Review of Soil Creep Characteristics and Advances in Modelling Research

Abstract

Creep is recognised to be an important physical property of soils, exerting a profound influence on the stability of structures. In order to gain a comprehensive understanding of the advancements and focal points in soil creep research, the relevant literature was accessed from the Web of Science Core Collection database, totalling 3907 papers (as of 25 March 2024). Statistical analyses on publication volume, keyword co-occurrence, and clustering were conducted using the visualization software VOSviewer (1.6.20). The current hotspots in soil creep research were identified, and a systematic review was undertaken on the influencing factors of soil creep and the corrective methods of creep models. The research findings indicate that the number of papers on creep research exhibits a trend of increase followed by a decrease over time. Developed countries, such as those in Europe and America, initiated research in this field earlier than developing countries like China.
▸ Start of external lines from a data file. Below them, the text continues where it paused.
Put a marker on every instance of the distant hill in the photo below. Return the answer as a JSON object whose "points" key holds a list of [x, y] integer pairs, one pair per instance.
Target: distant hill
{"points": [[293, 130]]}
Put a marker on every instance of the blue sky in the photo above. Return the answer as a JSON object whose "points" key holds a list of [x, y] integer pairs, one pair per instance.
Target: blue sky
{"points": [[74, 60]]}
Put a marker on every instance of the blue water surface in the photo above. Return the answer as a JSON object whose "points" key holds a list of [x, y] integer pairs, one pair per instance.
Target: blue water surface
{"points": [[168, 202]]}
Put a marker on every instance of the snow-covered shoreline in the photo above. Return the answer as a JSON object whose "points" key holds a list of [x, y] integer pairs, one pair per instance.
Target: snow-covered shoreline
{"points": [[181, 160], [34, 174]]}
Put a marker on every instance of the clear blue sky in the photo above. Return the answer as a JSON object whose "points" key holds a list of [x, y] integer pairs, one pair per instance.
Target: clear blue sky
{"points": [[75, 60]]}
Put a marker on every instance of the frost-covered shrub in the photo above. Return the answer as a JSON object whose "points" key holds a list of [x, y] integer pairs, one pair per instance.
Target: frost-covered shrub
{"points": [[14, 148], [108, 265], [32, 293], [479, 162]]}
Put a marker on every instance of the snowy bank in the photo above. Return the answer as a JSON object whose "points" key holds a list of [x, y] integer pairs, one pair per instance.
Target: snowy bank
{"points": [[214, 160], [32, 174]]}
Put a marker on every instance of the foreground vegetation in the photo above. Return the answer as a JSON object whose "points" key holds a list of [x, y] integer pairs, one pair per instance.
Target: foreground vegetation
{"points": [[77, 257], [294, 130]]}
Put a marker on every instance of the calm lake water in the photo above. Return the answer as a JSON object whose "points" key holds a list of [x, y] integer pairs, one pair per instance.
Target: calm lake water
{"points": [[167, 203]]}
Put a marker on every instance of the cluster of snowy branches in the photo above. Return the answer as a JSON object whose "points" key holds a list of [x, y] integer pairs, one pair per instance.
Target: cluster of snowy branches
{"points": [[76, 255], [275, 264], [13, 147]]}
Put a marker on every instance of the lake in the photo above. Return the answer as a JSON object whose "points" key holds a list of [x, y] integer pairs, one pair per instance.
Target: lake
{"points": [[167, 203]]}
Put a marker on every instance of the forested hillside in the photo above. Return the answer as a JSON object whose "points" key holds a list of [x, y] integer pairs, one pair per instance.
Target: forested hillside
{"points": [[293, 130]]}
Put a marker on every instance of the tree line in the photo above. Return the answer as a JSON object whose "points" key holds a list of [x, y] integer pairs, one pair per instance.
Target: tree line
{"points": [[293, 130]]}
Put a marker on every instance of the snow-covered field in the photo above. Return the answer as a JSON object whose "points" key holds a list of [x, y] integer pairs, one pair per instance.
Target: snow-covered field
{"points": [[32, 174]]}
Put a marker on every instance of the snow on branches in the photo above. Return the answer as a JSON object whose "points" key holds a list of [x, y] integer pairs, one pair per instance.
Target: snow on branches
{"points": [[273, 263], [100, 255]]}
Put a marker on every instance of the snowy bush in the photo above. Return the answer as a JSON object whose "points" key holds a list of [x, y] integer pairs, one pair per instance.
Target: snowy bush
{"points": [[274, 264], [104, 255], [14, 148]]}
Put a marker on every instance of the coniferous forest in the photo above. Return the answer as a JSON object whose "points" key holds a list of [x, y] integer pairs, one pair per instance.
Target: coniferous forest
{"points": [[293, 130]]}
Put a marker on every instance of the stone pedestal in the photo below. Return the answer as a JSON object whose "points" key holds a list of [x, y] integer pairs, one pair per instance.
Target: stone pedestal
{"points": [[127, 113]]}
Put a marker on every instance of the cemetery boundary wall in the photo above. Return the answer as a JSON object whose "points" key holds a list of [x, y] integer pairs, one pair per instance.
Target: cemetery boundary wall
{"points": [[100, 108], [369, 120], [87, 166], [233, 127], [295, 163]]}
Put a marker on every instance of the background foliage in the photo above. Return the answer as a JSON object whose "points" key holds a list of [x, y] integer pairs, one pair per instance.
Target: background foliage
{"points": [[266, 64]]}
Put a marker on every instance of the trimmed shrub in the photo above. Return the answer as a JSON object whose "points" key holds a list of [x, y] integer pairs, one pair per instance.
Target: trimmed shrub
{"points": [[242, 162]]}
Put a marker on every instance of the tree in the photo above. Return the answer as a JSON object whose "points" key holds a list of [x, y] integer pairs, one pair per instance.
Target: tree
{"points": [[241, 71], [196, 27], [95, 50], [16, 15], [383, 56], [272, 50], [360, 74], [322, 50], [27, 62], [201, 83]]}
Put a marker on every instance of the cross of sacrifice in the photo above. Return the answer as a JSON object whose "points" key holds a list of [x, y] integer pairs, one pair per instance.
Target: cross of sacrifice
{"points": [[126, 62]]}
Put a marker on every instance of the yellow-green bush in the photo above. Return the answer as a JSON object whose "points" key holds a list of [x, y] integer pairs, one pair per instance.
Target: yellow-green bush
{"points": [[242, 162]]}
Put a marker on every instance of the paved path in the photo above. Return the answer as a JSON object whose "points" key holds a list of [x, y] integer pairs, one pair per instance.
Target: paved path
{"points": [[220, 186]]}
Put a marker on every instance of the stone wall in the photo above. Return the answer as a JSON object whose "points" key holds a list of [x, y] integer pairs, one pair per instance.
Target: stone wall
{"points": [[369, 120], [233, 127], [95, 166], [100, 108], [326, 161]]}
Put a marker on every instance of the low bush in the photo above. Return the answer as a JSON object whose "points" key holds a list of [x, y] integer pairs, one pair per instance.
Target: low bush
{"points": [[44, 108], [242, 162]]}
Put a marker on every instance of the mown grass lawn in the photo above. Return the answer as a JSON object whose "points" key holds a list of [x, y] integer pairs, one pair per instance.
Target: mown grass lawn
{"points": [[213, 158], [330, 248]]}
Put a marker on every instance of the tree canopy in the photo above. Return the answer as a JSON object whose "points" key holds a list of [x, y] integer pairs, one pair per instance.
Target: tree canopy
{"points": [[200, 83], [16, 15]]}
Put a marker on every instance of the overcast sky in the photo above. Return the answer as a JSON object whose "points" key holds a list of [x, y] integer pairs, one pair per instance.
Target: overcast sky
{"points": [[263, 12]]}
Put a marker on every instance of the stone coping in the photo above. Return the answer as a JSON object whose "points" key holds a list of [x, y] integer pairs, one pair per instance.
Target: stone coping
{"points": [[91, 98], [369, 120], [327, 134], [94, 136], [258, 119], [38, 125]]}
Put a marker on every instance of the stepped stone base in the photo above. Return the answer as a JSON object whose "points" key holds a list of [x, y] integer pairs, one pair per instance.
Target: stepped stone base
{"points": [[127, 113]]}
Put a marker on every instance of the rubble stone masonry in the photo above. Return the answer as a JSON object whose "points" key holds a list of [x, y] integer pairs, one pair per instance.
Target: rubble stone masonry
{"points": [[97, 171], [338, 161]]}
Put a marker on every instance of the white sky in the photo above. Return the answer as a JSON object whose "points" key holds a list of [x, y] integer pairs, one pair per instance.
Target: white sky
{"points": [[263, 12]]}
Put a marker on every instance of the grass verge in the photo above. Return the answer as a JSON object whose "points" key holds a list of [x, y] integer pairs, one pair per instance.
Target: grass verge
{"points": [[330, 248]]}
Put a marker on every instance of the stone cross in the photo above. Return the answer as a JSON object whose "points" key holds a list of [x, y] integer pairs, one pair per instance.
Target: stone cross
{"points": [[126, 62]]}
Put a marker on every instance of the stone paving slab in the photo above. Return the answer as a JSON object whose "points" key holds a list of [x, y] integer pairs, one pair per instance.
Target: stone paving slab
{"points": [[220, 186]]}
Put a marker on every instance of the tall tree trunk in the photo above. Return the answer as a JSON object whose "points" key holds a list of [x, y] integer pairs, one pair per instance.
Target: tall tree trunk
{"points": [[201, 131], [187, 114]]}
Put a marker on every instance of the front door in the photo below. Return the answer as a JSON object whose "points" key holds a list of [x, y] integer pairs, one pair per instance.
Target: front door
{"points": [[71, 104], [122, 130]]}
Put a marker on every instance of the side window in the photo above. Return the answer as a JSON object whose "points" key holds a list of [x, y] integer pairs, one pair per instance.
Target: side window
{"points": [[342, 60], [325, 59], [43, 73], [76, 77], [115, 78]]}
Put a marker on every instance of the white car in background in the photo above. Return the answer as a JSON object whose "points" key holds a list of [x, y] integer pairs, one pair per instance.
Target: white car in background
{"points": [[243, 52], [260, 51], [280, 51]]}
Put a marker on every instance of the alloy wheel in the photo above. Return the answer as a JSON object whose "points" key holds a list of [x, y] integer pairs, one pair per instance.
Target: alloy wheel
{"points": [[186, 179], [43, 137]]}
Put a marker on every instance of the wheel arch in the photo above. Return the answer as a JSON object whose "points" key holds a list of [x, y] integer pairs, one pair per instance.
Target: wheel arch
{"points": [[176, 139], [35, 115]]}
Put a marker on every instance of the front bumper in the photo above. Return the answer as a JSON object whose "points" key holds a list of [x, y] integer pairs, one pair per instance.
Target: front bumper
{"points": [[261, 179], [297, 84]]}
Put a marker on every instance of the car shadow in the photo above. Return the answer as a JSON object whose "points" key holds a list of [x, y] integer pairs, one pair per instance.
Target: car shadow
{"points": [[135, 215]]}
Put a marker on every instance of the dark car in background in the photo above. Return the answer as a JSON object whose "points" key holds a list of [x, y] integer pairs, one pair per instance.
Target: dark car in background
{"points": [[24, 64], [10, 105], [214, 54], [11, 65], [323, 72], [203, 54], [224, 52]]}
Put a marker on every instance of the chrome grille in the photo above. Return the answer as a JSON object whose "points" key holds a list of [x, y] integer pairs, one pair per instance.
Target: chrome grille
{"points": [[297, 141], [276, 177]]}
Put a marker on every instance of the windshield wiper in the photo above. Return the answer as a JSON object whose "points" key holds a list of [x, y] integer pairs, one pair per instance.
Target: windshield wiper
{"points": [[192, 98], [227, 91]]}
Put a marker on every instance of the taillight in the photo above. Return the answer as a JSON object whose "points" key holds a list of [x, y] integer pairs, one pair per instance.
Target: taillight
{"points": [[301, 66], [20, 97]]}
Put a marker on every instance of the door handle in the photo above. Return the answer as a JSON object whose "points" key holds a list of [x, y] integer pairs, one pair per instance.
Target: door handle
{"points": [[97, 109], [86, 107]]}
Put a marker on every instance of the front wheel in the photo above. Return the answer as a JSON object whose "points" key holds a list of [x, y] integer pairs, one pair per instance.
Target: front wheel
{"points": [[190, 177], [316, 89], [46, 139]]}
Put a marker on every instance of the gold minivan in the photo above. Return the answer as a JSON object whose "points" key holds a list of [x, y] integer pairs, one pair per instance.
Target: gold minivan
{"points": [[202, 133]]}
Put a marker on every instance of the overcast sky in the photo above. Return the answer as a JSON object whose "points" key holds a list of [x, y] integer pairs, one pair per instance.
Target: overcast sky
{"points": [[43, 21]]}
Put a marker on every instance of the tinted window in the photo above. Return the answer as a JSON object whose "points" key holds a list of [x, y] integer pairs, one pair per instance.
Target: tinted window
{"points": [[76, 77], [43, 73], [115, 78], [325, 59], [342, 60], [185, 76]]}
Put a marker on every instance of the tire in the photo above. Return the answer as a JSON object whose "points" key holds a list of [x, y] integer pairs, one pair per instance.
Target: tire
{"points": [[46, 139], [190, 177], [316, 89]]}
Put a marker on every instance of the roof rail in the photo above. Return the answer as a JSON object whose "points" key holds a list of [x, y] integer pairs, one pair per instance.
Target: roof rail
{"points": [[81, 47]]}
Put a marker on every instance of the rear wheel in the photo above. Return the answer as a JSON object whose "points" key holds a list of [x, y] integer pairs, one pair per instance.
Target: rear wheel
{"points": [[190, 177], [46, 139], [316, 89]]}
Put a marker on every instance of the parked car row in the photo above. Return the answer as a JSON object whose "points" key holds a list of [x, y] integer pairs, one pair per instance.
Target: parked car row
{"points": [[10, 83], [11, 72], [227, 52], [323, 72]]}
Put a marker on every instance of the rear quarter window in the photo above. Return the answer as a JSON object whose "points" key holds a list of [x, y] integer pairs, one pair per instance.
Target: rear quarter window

Currently, the research focus is primarily centred on creep models. Significant differences exist in the creep deformation of soils under different influencing factors, with soil microstructure, moisture content, and stress path being important factors affecting soil creep deformation. Creep deformation in unsaturated soils primarily considers the influence of matric suction, while indoor creep tests are mainly conducted based on vertical loading, which differs significantly from the stress conditions experienced by soils in engineering construction sites. Currently, adjustments to soil parameters are mainly made through single-factor adjustments involving stress, time, damage, and matric suction to determine creep models under specific influencing factors, and then to modify the models accordingly. However, research on the creep deformation mechanism and creep models under multiple factors is relatively limited. Future research directions are expected to focus on the microscopic scale of creep mechanisms and multi-factor creep models.